25 year old home owner found guilty of leverage Thursday, September 25, 2008
The media coverage of the financial crisis has introduced the public to bits of City jargon, commonly with a derogatory slant e.g. "short sellers" being bad and "leverage" being a dodgy scheme that caused banks to collapse.
Oddly, most home owners are as "guilty" of being heavily leveraged via the mortages. They have typically used a small deposit for a home and borrowed the rest, with the sum borrowed linked to their apparent ability to repay and their home pledged as security for the loan.
Speculation on the residential property market has been widespread, and for many years it has been seen as and genuinely been a one-way bet. Thanks to low interest rates and easy terms, people have been able to borrow ever greater sums thus giving them more purchasing power [in absolute terms] which has inflated the market. Large profits have been made by property buyers for relatively small financial investments of personal equity, the rest being borrowed on leverage of 9x or more.
Unfortunately, as interest rates have gone up so repayments have become a greater burden to householders; as property prices have fallen so the value of ther security has dropped. In such a climate, the impact is dramatic for individuals. In some cases, it will result in the home being repossessed and the home owner's personal equity in a property being wiped out, coupled with supplementary claims from the lenders for shortfalls on the security provided which failed to cover the loan.

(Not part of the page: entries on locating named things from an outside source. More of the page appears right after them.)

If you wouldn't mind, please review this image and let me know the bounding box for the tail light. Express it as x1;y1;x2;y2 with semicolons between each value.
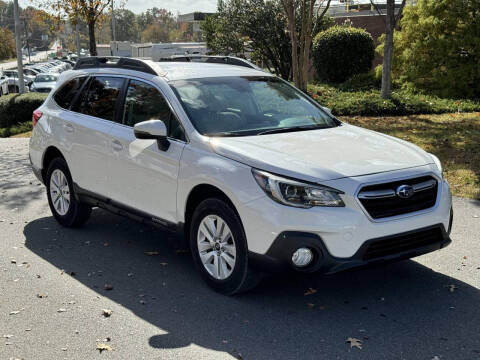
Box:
32;110;43;127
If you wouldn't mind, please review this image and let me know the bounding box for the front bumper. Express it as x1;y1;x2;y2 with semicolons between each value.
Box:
249;222;452;274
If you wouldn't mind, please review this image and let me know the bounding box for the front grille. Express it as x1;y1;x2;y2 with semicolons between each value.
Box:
358;176;438;219
363;227;443;260
35;88;51;92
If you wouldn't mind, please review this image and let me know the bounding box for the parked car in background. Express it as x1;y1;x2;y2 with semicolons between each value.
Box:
30;73;59;93
3;70;31;93
0;72;8;96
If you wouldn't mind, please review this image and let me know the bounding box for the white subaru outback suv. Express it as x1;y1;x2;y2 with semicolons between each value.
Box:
30;57;452;294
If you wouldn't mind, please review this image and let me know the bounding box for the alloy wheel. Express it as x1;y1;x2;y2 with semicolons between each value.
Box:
50;169;70;216
197;215;236;280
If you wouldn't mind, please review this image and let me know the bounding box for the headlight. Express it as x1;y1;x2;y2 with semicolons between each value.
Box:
429;153;443;176
252;169;345;209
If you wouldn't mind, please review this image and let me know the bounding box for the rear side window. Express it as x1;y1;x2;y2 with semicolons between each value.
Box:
53;76;87;109
123;80;185;141
75;76;125;121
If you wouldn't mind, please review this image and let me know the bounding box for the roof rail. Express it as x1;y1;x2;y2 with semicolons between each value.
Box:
73;56;158;75
159;54;262;70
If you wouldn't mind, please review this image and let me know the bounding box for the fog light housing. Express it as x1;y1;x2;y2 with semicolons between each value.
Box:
292;248;313;267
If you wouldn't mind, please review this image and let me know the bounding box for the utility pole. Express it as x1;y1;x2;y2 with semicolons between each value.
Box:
75;15;80;58
13;0;25;94
112;0;117;55
23;18;32;63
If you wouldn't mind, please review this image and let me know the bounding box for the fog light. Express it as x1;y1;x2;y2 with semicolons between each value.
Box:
292;248;313;267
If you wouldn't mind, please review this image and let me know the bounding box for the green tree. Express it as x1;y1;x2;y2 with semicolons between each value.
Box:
0;27;15;60
282;0;331;91
202;0;292;79
393;0;480;98
312;25;375;82
201;5;246;55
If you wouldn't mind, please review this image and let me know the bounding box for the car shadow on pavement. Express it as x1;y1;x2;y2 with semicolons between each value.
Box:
24;209;480;360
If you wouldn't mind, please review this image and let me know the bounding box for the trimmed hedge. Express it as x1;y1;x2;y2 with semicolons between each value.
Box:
312;25;375;83
0;93;48;129
308;84;480;116
0;121;32;138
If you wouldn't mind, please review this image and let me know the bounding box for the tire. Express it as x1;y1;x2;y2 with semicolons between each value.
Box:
45;158;92;228
190;198;260;295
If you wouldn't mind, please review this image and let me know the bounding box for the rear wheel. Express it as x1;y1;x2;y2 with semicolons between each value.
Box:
190;198;260;295
45;158;92;227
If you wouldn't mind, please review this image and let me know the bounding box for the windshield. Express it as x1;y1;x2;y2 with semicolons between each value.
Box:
35;75;58;82
170;76;339;136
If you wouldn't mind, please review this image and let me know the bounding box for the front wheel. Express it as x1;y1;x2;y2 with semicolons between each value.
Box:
45;158;92;227
190;198;260;295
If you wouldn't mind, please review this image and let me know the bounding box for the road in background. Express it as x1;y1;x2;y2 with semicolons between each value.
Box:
0;139;480;360
0;42;57;70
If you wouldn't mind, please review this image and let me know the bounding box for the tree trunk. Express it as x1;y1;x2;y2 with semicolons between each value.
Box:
88;21;97;56
382;0;395;99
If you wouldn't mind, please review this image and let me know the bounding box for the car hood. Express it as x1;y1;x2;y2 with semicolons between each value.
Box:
33;82;57;89
210;124;433;182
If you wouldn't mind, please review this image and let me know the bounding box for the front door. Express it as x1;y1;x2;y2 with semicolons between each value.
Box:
109;79;185;223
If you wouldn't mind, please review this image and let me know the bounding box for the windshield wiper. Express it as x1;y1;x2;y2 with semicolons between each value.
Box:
205;131;246;137
257;125;331;135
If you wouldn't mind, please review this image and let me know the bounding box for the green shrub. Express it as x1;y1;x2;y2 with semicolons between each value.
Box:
0;93;47;128
312;25;375;83
392;0;480;99
0;121;32;138
308;84;480;116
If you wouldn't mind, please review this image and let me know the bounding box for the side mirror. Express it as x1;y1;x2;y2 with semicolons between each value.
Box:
133;120;170;151
320;105;334;117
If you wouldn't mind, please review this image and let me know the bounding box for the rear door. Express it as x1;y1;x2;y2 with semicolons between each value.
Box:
109;79;186;222
63;75;125;196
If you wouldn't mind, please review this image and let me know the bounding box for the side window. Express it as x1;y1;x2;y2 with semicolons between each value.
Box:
123;80;185;141
76;76;125;121
53;76;87;109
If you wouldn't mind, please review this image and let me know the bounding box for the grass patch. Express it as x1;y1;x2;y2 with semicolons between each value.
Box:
308;72;480;116
342;113;480;199
0;120;32;138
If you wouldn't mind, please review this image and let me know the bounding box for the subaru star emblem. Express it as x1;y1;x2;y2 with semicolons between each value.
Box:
397;185;414;199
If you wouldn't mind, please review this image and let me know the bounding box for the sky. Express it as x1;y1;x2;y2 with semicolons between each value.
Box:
116;0;217;15
19;0;217;15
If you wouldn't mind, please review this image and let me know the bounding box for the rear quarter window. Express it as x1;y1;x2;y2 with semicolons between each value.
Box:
53;76;87;110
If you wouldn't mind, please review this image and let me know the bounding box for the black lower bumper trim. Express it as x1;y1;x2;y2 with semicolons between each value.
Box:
249;224;451;274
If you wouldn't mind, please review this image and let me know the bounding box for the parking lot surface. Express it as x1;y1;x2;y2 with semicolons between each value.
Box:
0;139;480;360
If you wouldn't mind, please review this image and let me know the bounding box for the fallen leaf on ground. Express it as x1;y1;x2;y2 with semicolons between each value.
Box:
446;284;458;292
346;337;362;349
303;288;317;296
97;344;113;353
103;284;113;290
145;251;159;256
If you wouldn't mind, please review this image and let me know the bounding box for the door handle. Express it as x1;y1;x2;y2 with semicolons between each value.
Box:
112;140;123;151
63;124;74;132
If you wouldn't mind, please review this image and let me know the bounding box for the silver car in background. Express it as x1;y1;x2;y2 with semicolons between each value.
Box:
30;73;59;93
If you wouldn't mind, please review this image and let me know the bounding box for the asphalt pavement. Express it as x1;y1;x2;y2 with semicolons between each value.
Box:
0;139;480;360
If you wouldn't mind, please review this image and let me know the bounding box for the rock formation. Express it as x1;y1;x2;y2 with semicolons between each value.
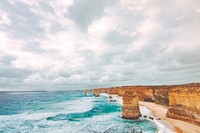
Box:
90;83;200;126
166;87;200;126
94;89;100;97
122;91;141;119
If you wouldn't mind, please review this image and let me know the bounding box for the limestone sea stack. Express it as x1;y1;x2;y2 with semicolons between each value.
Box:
122;91;141;119
167;87;200;126
94;89;100;97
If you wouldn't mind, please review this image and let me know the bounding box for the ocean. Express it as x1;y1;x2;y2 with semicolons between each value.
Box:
0;91;158;133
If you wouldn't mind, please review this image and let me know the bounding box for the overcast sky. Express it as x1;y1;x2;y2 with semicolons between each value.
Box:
0;0;200;91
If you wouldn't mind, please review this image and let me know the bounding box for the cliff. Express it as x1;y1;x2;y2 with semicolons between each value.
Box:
122;91;141;119
166;87;200;126
88;83;200;126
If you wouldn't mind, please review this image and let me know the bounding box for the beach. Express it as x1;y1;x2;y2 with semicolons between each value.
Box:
139;102;200;133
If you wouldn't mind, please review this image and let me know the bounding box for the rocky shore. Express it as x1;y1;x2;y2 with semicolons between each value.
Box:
85;83;200;131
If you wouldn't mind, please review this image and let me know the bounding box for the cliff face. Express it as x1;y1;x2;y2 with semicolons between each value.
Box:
122;91;141;119
166;87;200;126
89;83;200;126
94;89;100;97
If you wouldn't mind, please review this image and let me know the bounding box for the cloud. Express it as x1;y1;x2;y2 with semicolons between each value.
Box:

Whilst on a massively greater scale and with far greater implications for the economy, the many leverage similarities between banks and individual homeowners are yet to be fully acknowledged by press, politicians and religious leaders alike or maybe they simply avoid unpopular themes. More significantly, it was and is the widespread belief that the property bubble is bursting, which is expected to lead to greater repossessions and losses on property related loans, that has contributed to the dramatic loss of market confidence.